Primary aim: To evaluate the effect of surgery-induced changes in gut microbiota composition and dietary patterns from 3-M pre-surgery to 6-M post-surgery on 12-M post-surgical cognition, measured using sensitive neuropsychological tests.

Secondary aim: To evaluate the effect of surgery-induced changes in gut microbiota composition and dietary patterns from 3-M pre-surgery to 6-M post-surgery on 12-M post-surgical brain structure measured with magnetic resonance imaging (MRI) to assess brain volume, white-matter hyperintensities and cortical thickness.

Hypotheses for aims 1 and 2: Better quality microbiota and diet clusters (e.g., increased bacterial richness and diversity and greater low-saturated fat/high fibre intake) will be associated with increased performance on cognitive measures (higher total score on the neuropsychological test battery [primary] and its subscales [secondary]) and positive changes in brain measures (regional brain volume, hippocampal volume, cortical thickness and white-matter hyperintensities).

Exploratory aim: To examine biological changes (e.g., inflammatory state, hormonal changes, altered micronutrients levels and neuroactive microbial metabolites) pre- to post-surgery as potential mediating factors between microbiota/diet changes and cognitive/brain measures. Outcome: We will explore what post-surgical biological measures (e.g., reduced inflammatory markers, lower leptin levels, etc.) might mediate or moderate the links between specific microbiota and diet clusters and changes in cognitive function and brain measures.
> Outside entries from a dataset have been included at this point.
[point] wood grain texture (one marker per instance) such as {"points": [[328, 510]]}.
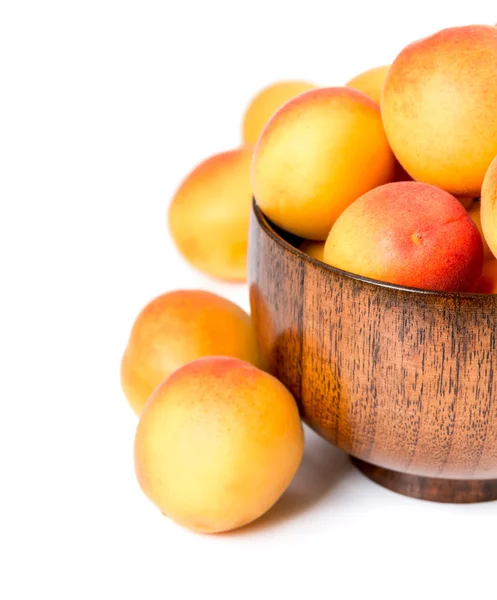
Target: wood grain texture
{"points": [[402, 379]]}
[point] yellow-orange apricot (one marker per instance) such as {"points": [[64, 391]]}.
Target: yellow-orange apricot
{"points": [[176, 328], [210, 212], [217, 444], [317, 154], [438, 107], [410, 234]]}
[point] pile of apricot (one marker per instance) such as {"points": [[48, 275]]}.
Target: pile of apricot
{"points": [[392, 176]]}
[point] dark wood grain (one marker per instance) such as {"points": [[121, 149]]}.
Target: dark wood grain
{"points": [[401, 379]]}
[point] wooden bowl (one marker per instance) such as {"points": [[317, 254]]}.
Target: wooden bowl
{"points": [[403, 380]]}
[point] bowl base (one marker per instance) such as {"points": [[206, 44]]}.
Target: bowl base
{"points": [[456, 491]]}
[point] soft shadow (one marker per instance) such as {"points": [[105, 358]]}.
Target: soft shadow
{"points": [[323, 468]]}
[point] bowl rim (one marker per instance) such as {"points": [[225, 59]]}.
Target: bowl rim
{"points": [[266, 226]]}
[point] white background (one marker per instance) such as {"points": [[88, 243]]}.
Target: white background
{"points": [[104, 107]]}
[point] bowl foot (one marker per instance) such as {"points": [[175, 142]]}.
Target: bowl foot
{"points": [[456, 491]]}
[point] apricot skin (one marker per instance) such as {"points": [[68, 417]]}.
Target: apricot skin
{"points": [[489, 207], [266, 103], [217, 444], [438, 107], [409, 234], [176, 328], [316, 155], [370, 82], [209, 215]]}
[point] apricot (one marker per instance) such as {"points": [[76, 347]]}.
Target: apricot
{"points": [[210, 212], [313, 249], [488, 280], [489, 207], [217, 444], [466, 201], [410, 234], [438, 107], [474, 211], [266, 103], [176, 328], [370, 82], [317, 154]]}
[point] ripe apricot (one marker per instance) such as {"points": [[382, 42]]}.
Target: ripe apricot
{"points": [[410, 234], [210, 212], [217, 444], [438, 107], [176, 328], [317, 154]]}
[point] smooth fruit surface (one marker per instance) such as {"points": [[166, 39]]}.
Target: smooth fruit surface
{"points": [[176, 328], [217, 444], [266, 103], [209, 215], [410, 234], [438, 107], [316, 155]]}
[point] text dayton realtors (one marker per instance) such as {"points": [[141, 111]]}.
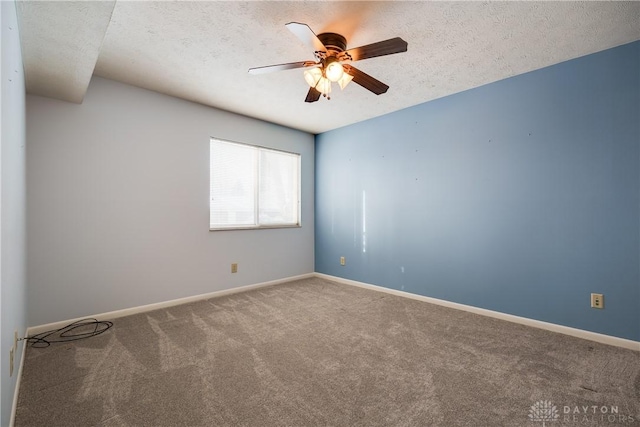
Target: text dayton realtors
{"points": [[595, 413]]}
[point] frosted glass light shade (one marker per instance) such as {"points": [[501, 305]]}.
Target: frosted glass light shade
{"points": [[312, 76], [334, 71]]}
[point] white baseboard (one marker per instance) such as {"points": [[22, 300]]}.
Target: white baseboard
{"points": [[14, 406], [574, 332], [34, 330]]}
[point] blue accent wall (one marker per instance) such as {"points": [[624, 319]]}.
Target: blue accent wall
{"points": [[520, 196]]}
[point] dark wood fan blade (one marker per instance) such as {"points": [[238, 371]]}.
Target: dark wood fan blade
{"points": [[280, 67], [386, 47], [365, 80], [313, 95], [307, 36]]}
A total of 120 adult patients (≥ 30y yrs.) scheduled to undergo a first bariatric surgery along with 60 age-, sex-, and BMI-matched waitlist control group will be recruited and undergo assessments 3 months before surgery, as well as 6- and 12-months post-surgery, or an equivalent time for those on the waitlist. This study will also include the recruitment of 60 age-and sex-matched individuals who are not eligible for bariatric surgery, as an additional non-bariatric comparison group. Evaluations will include standardized questionnaires on demographics, health behaviors and eating habits, physiological assessments (anthropometrics, inflammatory and blood-based measurements, 24-hour urine and fecal sample collection), cognitive assessment by neuropsychological tests, and structural magnetic resonance imaging (MRI).

Cluster analyses of the dietary and microbial alterations will define the various dietary patterns and microbiome profiles, then using repeated-measures mixed models, their associations with global cognitive changes and structural brain alterations will be explored.
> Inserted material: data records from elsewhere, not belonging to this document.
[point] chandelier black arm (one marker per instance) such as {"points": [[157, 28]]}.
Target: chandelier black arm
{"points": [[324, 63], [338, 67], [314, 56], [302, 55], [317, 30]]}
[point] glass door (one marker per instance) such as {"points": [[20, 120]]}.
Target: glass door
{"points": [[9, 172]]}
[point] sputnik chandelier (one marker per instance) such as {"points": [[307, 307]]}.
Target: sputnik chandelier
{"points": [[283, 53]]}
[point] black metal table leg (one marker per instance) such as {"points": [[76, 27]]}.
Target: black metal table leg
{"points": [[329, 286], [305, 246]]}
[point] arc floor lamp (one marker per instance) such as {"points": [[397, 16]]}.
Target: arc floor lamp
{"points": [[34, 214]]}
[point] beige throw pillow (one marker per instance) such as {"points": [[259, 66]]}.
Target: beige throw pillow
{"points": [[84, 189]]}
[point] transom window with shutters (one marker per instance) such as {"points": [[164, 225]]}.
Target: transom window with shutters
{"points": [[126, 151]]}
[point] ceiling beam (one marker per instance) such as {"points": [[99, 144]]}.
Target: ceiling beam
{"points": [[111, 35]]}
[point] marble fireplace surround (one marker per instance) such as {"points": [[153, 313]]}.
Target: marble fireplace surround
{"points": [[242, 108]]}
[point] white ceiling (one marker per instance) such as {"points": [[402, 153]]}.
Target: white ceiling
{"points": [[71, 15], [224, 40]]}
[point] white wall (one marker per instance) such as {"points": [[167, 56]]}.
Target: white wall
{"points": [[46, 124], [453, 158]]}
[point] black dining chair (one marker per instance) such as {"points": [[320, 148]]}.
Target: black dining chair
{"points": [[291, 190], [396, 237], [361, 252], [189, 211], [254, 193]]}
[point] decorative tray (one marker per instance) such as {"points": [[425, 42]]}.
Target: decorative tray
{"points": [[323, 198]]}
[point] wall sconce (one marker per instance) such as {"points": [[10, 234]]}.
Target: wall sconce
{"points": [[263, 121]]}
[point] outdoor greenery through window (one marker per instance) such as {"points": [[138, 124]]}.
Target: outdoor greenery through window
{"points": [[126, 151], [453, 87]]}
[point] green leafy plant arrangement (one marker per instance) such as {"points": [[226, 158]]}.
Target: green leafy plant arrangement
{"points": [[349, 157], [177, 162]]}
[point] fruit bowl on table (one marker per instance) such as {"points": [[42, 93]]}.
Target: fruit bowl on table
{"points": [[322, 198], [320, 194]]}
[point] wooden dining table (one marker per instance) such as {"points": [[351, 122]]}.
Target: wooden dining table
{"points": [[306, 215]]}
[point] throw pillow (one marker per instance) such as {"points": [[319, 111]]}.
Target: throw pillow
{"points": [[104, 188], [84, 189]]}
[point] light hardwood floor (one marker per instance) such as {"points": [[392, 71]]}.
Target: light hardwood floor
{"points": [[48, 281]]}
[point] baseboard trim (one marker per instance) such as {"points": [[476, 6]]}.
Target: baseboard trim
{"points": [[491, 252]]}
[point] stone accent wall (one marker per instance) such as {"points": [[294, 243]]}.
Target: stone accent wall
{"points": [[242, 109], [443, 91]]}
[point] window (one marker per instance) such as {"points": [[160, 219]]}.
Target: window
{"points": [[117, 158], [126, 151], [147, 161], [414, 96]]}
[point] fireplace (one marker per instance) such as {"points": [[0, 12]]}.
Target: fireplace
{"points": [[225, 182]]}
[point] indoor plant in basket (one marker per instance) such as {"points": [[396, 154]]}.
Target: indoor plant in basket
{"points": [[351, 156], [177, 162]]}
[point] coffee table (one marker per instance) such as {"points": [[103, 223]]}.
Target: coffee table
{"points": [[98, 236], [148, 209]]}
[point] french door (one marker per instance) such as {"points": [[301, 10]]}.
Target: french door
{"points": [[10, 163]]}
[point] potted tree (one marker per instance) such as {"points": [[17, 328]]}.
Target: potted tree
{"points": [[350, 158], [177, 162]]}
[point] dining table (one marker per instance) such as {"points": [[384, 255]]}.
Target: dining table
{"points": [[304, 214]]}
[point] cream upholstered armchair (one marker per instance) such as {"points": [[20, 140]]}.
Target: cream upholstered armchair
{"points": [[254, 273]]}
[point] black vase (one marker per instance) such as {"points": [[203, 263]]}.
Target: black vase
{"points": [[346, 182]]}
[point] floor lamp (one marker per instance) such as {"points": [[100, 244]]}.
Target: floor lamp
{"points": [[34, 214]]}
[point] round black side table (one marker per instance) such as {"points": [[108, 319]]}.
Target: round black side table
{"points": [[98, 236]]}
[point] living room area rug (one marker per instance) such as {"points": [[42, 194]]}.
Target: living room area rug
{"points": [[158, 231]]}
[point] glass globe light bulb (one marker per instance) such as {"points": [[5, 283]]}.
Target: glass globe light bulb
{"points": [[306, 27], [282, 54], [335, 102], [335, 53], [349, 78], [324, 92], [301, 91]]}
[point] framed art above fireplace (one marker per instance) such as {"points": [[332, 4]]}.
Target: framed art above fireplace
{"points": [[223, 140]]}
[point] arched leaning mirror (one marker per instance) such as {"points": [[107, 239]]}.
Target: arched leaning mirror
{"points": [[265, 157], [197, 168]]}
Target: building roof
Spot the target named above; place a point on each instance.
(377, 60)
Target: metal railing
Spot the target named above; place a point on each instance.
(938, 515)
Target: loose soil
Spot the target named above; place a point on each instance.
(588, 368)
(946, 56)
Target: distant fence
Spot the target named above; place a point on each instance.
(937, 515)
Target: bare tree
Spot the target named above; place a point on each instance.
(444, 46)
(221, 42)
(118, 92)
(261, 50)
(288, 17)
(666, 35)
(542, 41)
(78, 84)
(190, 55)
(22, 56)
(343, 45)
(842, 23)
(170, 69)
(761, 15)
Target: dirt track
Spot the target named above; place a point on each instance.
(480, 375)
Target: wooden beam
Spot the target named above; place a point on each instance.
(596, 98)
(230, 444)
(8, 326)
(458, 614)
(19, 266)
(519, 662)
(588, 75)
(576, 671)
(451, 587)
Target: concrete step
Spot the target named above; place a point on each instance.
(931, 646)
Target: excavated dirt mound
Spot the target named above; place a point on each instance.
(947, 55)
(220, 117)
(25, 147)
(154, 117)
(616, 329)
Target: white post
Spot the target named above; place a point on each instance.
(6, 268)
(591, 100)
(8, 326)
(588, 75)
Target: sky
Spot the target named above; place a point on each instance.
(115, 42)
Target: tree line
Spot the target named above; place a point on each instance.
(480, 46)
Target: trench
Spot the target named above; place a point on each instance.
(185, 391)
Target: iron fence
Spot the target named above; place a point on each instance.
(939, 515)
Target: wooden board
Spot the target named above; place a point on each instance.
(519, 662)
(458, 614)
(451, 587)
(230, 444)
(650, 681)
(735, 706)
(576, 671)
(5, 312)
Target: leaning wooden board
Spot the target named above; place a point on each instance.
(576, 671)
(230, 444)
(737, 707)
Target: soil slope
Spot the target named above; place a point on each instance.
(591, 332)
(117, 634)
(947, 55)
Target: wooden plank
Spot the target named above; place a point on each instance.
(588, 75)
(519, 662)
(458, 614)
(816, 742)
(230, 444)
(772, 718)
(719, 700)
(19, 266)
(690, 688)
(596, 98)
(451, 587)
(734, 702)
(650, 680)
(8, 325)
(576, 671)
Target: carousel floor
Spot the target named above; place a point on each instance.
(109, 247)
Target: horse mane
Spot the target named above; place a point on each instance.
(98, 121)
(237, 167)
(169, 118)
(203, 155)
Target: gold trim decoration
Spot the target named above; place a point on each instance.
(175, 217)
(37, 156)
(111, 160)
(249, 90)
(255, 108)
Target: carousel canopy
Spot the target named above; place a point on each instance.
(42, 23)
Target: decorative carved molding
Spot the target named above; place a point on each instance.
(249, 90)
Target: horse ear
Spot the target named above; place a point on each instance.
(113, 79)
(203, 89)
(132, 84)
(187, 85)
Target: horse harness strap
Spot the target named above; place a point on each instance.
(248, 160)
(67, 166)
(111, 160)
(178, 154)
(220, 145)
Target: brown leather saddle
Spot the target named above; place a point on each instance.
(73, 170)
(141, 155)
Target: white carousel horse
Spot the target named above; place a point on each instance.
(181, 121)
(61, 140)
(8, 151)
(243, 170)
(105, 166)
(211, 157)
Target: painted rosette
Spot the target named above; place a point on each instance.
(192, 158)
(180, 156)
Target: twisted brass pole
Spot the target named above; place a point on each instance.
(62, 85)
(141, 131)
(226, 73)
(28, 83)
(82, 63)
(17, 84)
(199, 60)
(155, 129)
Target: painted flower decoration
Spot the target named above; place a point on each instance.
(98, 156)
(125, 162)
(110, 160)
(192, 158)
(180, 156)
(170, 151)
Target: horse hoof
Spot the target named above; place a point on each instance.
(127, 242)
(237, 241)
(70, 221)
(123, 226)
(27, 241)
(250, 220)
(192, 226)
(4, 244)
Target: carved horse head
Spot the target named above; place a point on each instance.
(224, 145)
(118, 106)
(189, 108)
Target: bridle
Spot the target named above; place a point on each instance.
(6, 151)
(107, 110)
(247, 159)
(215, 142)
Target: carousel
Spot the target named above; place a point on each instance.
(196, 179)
Recruitment information / eligibility

• Status: Enrolling by invitation
• Enrollment: 240
• Est. completion date: May 2025
• Est. primary completion date: January 2025
• Accepts healthy volunteers: Accepts Healthy Volunteers
• Gender: All
• Age group: 30 Years and older

Eligibility

Inclusion Criteria:

• Age 30 years or older

• Indeviduals planning to be available for two years of follow-up

• Ability ro read and speak French or English

Exclusion Criteria:

• A previous bariatric surgery

• Using long-term antibiotics

• Using commercially available prebiotic/probiotic in the past month

• A history of significant intestinal disease/disorder that would influence the microbiome (e.g., Crohn's disease)

• A non-bariatric surgery in the 6 months before being recruited

• A diagnosed neurologic disorder or deficits (e.g., dementia, stroke, or seizures)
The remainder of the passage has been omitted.